I crossed my arms over my chest. “What on earth are you doing up here?”

“I came up to see the view I missed the other evening.” He chuckled. “You were right, it certainly is beautiful.”

“How did you get here? Where’s your car?”

“I parked it over on the other side, by the picnic tables. I’ve never been up here. Thought I’d explore around a bit, see the view from both sides, and voilà, there you were, talking to a gravestone.”

“I
wasn’t
talking to a gravestone.”

He grinned again. “I’ve got good ears, Magdalena.”

“Then you should know I was talking to my mother, who incidentally disapproves of you.”

The grin widened. “Because of my religion?”

“That, and the fact you’re now a writer. More specifically, a mystery writer. Mama never read a book of fiction in her life. ‘What’s the point?’ she’d say. ‘It’s all made up.’ ”

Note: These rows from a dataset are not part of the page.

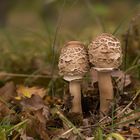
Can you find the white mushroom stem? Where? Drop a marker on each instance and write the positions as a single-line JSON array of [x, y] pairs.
[[106, 91], [75, 91]]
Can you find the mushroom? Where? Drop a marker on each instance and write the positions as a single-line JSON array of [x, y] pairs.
[[73, 65], [106, 55]]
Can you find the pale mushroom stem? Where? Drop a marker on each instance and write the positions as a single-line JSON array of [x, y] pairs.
[[106, 92], [75, 91]]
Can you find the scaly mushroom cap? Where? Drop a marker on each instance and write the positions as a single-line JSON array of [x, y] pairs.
[[73, 61], [105, 51]]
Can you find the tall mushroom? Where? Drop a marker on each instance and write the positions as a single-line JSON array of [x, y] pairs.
[[105, 54], [73, 64]]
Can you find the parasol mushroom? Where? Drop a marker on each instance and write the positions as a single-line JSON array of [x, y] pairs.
[[73, 65], [105, 55]]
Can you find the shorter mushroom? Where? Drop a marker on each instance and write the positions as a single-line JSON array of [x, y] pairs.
[[73, 65], [105, 54]]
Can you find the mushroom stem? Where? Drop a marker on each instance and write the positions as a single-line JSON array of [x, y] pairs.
[[106, 92], [75, 91]]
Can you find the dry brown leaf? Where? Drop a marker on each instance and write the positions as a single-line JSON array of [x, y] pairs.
[[29, 91], [134, 130], [8, 92]]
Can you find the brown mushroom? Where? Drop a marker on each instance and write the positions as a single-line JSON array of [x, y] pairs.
[[73, 64], [105, 54]]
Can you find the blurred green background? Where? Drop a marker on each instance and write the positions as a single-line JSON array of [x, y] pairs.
[[33, 32]]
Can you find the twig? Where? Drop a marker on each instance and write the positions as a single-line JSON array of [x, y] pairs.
[[68, 123], [26, 75]]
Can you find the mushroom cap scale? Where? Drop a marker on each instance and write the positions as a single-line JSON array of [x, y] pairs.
[[73, 60], [105, 51]]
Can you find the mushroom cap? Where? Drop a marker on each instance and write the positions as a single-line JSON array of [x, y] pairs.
[[73, 61], [105, 52]]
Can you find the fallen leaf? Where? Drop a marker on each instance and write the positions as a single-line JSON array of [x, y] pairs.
[[29, 91], [134, 130]]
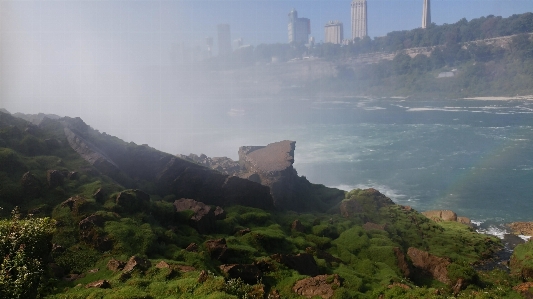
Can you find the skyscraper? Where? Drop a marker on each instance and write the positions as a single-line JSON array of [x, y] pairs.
[[333, 32], [359, 28], [224, 40], [426, 14], [299, 28]]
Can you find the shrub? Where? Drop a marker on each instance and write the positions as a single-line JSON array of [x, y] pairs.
[[24, 244]]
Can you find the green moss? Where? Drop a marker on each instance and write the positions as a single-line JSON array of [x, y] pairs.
[[130, 237]]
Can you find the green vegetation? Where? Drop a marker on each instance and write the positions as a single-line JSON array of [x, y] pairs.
[[24, 248], [88, 220]]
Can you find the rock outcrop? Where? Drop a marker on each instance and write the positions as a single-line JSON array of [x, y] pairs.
[[430, 264], [321, 285], [272, 166], [131, 165], [203, 218], [446, 215], [522, 228], [249, 273], [304, 263]]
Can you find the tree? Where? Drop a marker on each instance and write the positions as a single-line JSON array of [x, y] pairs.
[[24, 246]]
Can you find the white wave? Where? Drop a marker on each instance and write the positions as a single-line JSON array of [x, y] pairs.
[[236, 112], [393, 194], [524, 237]]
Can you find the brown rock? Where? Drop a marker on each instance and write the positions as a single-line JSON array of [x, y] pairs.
[[458, 286], [401, 262], [217, 248], [31, 185], [441, 215], [203, 219], [115, 265], [91, 221], [297, 226], [54, 178], [369, 200], [324, 255], [73, 203], [193, 247], [72, 277], [399, 285], [99, 195], [162, 264], [374, 226], [73, 175], [304, 263], [243, 232], [203, 276], [321, 285], [136, 263], [464, 220], [428, 263], [133, 200], [249, 273], [100, 284], [220, 214], [56, 270], [522, 228], [524, 288], [184, 268]]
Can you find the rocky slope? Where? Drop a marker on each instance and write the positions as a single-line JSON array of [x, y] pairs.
[[133, 222]]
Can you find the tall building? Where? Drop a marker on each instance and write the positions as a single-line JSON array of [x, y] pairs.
[[333, 32], [359, 21], [426, 14], [299, 28], [224, 40]]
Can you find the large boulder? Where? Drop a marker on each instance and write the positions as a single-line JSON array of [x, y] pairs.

He laughed. “She sounds like a hoot too.”

“Shhh!”
I held a bony finger to shriveled blue lips. “Talk about good ears,” I whispered, “she can hear a toad belch in China. She wouldn’t approve of being compared to me.”

“I see.” His gorgeous brown eyes were still laughing. “Mrs. Yoder,” he said in a loud voice, “you are incomparable. I wish I could have met you. I’m sure we would have gotten along very well.”

As Gabe is my witness, that very second the sun hid its face behind a thimble-size cloud. Dr. Rosen the mystery writer was alone in the shadow.

“You see?” I said. “She doesn’t like you.”

“That’s just a coincidence. Mrs. Yoder,” he practically shouted, “if that’s really you, then I’m disappointed. I thought you could do better than that.”